Bioethics laws: “Human embryos – the adjustment variable in a political game”

Publié le 23 Jul, 2018

“There has been a direct link between medically assisted reproduction and human embryo research since the practice of the former in France has generated a stockpile of ‘available’ embryos”, explains Jean-Marie Le Méné, President of the Lejeune Foundation, “and therefore surplus embryos. In an IVF setting, technicians produce four to ten embryos but actually transfer only one or two. The others are frozen pending a potential parenting project or will be donated for research or destroyed. This has generated a ‘stockpile’ of over 220,000 embryos. They are suspended in time, between potential adoption, possible ‘recycling’ or pure and simple destruction”. Jean-Marie Le Méné denounces the procreation industry and pharmaceutical laboratories that “manipulate this under the guise of numerous projects”.

 

Pierre Jouannet, member of the Inserm Ethics Committee, classifies these projects as follows:

  • Fundamental research, “intended to promote the understanding of early embryo development and possible disruptions”.
  • Preclinical research comprising “the development of new methodologies and procedures that may ultimately be used for therapeutic purposes”. The researcher explains that, since 2015, French legislation has allowed for “embryos that have been the subject of research within a medically assisted procreation programme to be transferred to the uterus, conditions permitting”.
  • The procurement of embryo stem cells “for the purpose of conducting basic, preclinical or clinical research, for instance, to develop new methods of cell therapy. However, in this case, the end result of the research is no longer focused on the embryo per se”.
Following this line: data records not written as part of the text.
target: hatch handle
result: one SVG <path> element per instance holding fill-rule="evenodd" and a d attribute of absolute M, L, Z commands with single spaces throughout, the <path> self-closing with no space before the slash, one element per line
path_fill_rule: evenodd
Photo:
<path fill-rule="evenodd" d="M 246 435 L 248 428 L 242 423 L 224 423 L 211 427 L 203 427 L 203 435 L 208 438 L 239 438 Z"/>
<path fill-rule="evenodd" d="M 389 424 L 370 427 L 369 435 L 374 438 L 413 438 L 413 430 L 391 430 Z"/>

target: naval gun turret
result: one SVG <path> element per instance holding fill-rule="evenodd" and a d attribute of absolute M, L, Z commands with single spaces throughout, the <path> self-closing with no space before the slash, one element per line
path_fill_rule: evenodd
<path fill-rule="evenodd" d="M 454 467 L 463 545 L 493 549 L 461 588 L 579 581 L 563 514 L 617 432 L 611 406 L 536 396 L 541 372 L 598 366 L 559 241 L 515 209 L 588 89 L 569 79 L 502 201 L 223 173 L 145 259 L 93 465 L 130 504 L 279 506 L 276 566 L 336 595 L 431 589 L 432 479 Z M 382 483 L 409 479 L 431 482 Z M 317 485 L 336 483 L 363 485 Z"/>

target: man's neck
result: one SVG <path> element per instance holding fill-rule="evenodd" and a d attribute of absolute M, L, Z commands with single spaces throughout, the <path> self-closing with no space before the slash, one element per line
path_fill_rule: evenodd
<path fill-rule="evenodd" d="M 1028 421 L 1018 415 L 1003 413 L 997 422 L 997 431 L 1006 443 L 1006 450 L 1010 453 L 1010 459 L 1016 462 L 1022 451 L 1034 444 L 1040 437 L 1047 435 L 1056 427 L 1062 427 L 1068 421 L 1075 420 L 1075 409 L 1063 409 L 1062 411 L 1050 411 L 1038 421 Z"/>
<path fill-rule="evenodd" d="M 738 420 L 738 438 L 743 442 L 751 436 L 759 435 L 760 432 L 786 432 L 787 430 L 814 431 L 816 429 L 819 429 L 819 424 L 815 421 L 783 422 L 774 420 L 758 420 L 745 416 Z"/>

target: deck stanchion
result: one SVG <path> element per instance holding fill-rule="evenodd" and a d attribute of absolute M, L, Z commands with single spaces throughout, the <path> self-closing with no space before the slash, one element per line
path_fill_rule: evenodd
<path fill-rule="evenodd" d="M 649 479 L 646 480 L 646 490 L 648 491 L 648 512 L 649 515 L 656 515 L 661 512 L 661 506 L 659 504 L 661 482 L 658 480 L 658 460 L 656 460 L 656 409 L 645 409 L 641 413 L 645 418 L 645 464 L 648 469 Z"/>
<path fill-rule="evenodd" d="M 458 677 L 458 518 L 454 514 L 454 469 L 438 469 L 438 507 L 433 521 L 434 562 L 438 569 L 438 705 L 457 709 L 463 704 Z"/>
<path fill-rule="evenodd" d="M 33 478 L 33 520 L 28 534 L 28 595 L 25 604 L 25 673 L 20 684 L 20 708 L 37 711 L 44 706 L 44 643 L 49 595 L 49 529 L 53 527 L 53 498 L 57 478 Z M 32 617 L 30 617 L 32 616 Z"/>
                                

These embryos are indeed obtained through in-vitro fertilisation—they either present early anomalies or have been discarded following pre-implantation diagnostics because they carry a genetic anomaly. They can also be surplus embryos, which are no longer required for a potential parenting project and are therefore destined for destruction. As far as the researcher is concerned, at this point they become the “subject/object of research”. In 2014, “21,539 embryos were donated to research via this route”.

 

The scientist points out that, nowadays, it is “inconceivable to modify the genome of an embryo intended for procreation”, according to the Inserm Ethics Committee, but also under the terms of the protection granted by the Oviedo Convention, a treaty ratified in France. He finds it regrettable. He believes that genome editing could provide a solution for infertile couples: “It would involve correcting the suspected mutation in the embryo or, even better, in the germ cells prior to fertilisation, as in the case of adult and paediatric gene therapy”. Pierre Jouannet is also in favour of extending the duration of embryo preservation beyond the legally stipulated seven-day period, and in authorising the creation of embryos for research.

 

Once again, Jean-Marie Le Méné regrets the fact that “the human embryo is the adjustment variable in a political game”. As in 2011, human embryos are the designated victims of eugenic practices to be incorporated in the next bioethics law, “with total indifference”.